Founded in Ireland in 1757, the Kilbeggan distillery created one of the original Irish whiskies. The company claims to be the oldest licensed distillery in the world; however, there was a brief hiatus. Thanks to the Irish War of Independence and the devastating effects of U.S. Prohibition on the Irish whiskey industry (after Prohibition ended, Scotch whisky stole its place in the American drinking canon), the original distillery ceased production in 1953 and closed in 1957. It then reopened when it was purchased by in the 1980s by the newly created Cooley company.

Less well-known outside of Ireland than market-dominant brands Jameson and Bushmill's, Kilbeggan is first double-distilled from malted barley at Cooley Distillery in a 3,000 liter copper pot still from the 1840s. The liquor is then brought to Kilbeggan in central Ireland where it's aged in used bourbon barrels and housed in centuries-old storehouses. The result is the flagship blended 80-proof Irish whiskey, created to be an easy drinking, everyday spirit.

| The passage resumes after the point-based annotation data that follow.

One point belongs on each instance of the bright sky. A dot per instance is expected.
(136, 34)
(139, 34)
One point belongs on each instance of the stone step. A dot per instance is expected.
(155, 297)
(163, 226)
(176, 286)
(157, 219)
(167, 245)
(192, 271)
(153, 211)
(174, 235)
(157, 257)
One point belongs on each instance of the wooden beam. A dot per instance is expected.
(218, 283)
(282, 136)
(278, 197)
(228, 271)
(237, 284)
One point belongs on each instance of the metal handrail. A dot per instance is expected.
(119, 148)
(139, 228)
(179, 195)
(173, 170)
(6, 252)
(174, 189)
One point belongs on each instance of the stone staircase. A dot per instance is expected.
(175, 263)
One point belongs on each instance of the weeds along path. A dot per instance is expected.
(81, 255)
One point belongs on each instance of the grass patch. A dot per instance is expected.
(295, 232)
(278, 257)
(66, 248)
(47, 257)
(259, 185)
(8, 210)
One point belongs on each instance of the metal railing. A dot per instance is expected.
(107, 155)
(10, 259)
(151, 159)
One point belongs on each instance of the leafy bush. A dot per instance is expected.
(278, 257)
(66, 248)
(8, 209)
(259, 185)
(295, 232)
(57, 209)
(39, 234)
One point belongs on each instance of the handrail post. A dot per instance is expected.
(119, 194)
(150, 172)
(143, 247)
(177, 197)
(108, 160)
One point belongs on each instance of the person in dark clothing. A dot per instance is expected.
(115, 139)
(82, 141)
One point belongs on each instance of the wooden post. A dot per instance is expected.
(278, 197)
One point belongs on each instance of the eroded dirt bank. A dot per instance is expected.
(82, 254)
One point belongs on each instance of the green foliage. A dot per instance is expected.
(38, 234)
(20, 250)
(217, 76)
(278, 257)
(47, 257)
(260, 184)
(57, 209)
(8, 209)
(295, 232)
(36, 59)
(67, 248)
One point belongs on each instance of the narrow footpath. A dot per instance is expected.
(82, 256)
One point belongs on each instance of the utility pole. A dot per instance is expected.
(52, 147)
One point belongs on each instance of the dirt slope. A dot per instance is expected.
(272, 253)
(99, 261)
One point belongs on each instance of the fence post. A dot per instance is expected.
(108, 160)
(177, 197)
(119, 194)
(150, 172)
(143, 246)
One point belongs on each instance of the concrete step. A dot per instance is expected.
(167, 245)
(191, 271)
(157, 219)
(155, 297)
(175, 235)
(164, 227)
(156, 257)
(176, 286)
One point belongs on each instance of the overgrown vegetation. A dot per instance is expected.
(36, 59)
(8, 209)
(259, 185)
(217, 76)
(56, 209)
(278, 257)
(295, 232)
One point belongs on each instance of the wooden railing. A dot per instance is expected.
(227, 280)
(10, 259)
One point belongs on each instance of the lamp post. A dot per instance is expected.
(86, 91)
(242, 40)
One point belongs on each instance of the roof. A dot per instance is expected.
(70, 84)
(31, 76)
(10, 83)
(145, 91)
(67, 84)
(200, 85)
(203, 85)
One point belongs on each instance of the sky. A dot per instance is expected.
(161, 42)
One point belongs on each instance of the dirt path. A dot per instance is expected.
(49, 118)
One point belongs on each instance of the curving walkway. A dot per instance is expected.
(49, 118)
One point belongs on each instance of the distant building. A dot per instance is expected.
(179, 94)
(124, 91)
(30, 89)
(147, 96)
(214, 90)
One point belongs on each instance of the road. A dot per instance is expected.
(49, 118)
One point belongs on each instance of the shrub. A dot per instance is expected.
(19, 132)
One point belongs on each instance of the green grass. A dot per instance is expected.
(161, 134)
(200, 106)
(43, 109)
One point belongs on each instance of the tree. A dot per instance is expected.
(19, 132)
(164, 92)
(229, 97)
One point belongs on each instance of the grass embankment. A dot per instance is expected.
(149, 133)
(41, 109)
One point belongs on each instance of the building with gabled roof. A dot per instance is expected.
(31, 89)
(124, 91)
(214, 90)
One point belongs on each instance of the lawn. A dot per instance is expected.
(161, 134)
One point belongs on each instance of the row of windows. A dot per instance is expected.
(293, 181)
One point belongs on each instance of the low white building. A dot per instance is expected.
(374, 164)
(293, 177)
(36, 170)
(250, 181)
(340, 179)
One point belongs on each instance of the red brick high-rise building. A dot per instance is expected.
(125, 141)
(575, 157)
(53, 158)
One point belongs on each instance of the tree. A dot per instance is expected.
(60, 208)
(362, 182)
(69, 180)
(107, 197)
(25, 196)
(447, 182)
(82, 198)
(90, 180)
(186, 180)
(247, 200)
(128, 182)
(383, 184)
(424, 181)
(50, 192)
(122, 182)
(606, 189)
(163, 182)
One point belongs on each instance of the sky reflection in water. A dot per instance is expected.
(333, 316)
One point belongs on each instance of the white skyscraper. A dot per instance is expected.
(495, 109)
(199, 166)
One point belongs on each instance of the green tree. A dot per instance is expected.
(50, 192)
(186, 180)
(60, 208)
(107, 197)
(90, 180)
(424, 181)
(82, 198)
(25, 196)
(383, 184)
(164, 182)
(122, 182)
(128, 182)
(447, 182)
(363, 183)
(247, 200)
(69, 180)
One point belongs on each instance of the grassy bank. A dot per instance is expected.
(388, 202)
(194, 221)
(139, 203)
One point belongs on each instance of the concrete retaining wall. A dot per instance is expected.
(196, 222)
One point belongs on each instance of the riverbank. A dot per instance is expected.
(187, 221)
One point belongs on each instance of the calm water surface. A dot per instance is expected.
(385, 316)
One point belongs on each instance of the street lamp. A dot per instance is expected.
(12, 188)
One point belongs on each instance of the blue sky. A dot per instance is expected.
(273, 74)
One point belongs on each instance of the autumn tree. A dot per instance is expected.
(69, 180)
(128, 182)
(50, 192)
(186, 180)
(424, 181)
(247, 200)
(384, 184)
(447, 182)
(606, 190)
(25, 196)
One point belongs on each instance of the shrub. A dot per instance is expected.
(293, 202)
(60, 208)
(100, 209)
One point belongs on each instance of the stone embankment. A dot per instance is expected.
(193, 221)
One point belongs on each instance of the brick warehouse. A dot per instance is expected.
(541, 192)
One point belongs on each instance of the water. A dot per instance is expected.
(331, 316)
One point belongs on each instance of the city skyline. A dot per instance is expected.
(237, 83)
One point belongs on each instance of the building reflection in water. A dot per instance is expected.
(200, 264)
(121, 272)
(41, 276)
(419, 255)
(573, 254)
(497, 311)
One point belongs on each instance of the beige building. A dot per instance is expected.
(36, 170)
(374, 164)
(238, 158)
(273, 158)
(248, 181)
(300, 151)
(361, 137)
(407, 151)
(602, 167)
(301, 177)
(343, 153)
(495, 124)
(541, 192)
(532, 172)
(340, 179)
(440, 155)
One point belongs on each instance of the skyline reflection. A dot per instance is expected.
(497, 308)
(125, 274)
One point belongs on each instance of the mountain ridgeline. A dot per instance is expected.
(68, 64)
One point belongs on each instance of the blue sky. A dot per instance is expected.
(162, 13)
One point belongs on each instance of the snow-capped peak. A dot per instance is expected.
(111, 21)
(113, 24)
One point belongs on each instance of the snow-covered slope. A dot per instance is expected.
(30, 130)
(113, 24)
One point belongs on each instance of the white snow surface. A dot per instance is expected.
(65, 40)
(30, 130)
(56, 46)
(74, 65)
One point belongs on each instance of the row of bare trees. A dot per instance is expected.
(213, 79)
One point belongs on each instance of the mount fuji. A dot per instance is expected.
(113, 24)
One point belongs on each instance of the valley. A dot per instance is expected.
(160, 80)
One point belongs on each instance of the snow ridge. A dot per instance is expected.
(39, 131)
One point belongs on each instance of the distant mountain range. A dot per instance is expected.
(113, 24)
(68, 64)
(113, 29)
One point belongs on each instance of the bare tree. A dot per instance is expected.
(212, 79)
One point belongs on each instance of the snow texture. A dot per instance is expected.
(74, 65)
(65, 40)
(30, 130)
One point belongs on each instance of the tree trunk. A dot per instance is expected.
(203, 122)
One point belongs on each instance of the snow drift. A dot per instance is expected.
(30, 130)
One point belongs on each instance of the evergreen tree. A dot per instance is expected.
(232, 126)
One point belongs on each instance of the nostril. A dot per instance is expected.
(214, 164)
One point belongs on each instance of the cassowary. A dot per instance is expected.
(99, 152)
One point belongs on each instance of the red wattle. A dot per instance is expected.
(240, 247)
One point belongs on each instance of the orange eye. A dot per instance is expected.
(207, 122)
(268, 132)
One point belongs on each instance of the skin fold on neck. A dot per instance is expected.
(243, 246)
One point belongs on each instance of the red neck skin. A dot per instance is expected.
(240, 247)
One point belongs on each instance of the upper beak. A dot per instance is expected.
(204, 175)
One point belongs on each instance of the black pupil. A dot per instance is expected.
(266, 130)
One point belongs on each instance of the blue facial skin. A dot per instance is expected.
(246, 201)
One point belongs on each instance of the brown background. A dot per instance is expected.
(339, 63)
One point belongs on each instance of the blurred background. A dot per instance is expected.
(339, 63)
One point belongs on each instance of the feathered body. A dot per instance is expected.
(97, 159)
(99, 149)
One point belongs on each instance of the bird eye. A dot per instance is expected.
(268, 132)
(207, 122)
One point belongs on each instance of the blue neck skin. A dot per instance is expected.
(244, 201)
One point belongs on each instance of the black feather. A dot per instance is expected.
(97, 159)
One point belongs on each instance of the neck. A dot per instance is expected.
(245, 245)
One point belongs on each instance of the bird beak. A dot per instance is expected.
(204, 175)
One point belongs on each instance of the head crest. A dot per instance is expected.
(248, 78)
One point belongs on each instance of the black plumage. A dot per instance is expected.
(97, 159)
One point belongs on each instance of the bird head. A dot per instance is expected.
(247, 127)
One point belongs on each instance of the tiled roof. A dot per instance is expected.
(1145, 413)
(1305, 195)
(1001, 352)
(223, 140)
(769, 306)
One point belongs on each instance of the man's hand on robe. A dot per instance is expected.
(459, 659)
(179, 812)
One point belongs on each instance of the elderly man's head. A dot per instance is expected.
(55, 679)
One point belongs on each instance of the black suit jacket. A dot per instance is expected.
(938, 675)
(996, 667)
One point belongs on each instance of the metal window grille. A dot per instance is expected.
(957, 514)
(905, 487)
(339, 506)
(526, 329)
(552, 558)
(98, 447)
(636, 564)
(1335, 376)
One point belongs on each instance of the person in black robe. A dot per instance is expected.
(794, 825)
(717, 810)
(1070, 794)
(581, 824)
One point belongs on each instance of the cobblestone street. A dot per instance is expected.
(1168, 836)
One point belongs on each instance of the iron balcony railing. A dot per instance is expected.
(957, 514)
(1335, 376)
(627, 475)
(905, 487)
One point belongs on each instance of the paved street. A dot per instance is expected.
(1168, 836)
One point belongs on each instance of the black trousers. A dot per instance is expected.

Kilbeggan has soft and buttery aromas leading to a citrusy, vanilla, and caramel flavor on the nose. This opens up to a warm, round mouthfeel on the palate, with peach and malt overtones. The finish is mostly smooth, though a little woody and astringent. Overall it's softer and smoother than other Irish whiskies.

However, while mellow, it lacks a bit of character. This isn't a complex whiskey, but would be a good choice for those who like bourbon or who are just starting to open up to whiskey. For the price, it's a very smooth and versatile spirit, good for both sipping and mixing.

As we head into late fall, Kilbeggan would make a great addition to an Irish coffee.

Irish Coffee

4 ounces freshly brewed coffee
1½ ounces Kilbeggan Irish Whiskey
1 teaspoon brown sugar
Heaping spoonful whipped cream
Nutmeg and chocolate for garnish

In a heated glass, pour in whiskey and mix in coffee and brown sugar until dissolved.Top with whipped cream and top with grated nutmeg and chocolate.